At the detailed assessment hearing, the Claimant submitted that the CFA was only intended to come into effect contingent upon full enquiries into legal expenses insurance being completed and indemnity not being available. This position was accepted by the presiding District Judge who ruled that the CFA commenced when the Claimant was informed of the insurer’s decision not to provide indemnity and that the 2008 regulations therefore did not apply.

First appeal

The Defendant appealed on the basis that the CFA had been ‘made’ at the point of signing and the appeal was granted with HHJ Denyer QC holding that the District Judge had erred in finding that the CFA came into effect on any other date than the date upon which it was signed. The CFA was therefore was subject to the 2008 regulations and, due to the lack of notice to cancel, was unenforceable with the indemnity principle preventing recovery of costs from the paying party.

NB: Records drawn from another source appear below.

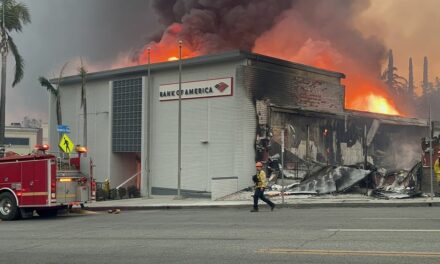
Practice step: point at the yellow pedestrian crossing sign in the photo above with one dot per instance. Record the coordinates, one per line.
(66, 144)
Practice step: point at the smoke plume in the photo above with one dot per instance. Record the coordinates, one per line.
(211, 26)
(318, 33)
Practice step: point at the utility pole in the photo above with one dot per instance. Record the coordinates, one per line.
(179, 141)
(282, 166)
(4, 54)
(430, 151)
(148, 159)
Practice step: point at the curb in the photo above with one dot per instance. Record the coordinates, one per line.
(239, 206)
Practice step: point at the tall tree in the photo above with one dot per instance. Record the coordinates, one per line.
(396, 84)
(83, 74)
(425, 83)
(410, 80)
(55, 91)
(13, 16)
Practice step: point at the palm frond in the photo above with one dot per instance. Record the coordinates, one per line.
(60, 77)
(16, 15)
(19, 62)
(46, 83)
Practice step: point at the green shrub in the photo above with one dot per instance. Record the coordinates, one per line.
(122, 192)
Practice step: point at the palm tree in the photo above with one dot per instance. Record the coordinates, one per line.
(14, 16)
(55, 91)
(83, 74)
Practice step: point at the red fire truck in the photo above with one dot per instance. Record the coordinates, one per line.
(43, 183)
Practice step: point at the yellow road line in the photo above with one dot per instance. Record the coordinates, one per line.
(347, 252)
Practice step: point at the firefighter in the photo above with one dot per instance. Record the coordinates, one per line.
(260, 185)
(437, 168)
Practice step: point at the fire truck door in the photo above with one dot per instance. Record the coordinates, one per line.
(41, 188)
(28, 183)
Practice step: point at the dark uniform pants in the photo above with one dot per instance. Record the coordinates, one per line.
(259, 194)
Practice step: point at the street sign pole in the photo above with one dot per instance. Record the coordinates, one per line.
(179, 143)
(148, 160)
(430, 152)
(282, 166)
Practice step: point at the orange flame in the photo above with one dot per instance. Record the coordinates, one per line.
(362, 93)
(167, 49)
(369, 95)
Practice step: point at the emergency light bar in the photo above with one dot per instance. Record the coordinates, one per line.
(42, 147)
(80, 149)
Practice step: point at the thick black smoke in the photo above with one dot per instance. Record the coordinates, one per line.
(219, 25)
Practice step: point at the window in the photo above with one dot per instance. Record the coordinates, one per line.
(127, 108)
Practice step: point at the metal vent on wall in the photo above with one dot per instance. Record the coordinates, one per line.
(127, 115)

Appeal to the Court of Appeal

The Claimant was initially refused leave to appeal however, following an oral hearing, such leave was granted and the matter came before the Court of Appeal where it was considered that whilst the CFA might not take effect until the legal expenses insurer’s decision had been made, the CFA had been ‘made’ when it was signed and the decision of HHJ Denyer QC was therefore upheld. With the lack of notice to cancel, the contract was deemed unenforceable, the Bill of Costs was assessed at nil and the Defendant was awarded costs of the detailed assessment and both appeals.

Conclusion

This something of a cautionary tale and it is clearly vital that the appropriate notice is provided to the client as and when a CFA is signed during a home or workplace attendance, whether or not the CFA is intended to come into force immediately or at a later date. MRN are always vigilant in carrying out checks for compliance where the CFA has been signed in such circumstances if only to warn the client of the potential for nil assessment. Also, given the wide reporting of this case, it would be reasonable to assume that further challenges and fishing expeditions will be forthcoming on the basis of possible non-compliance with the 2008 regulations.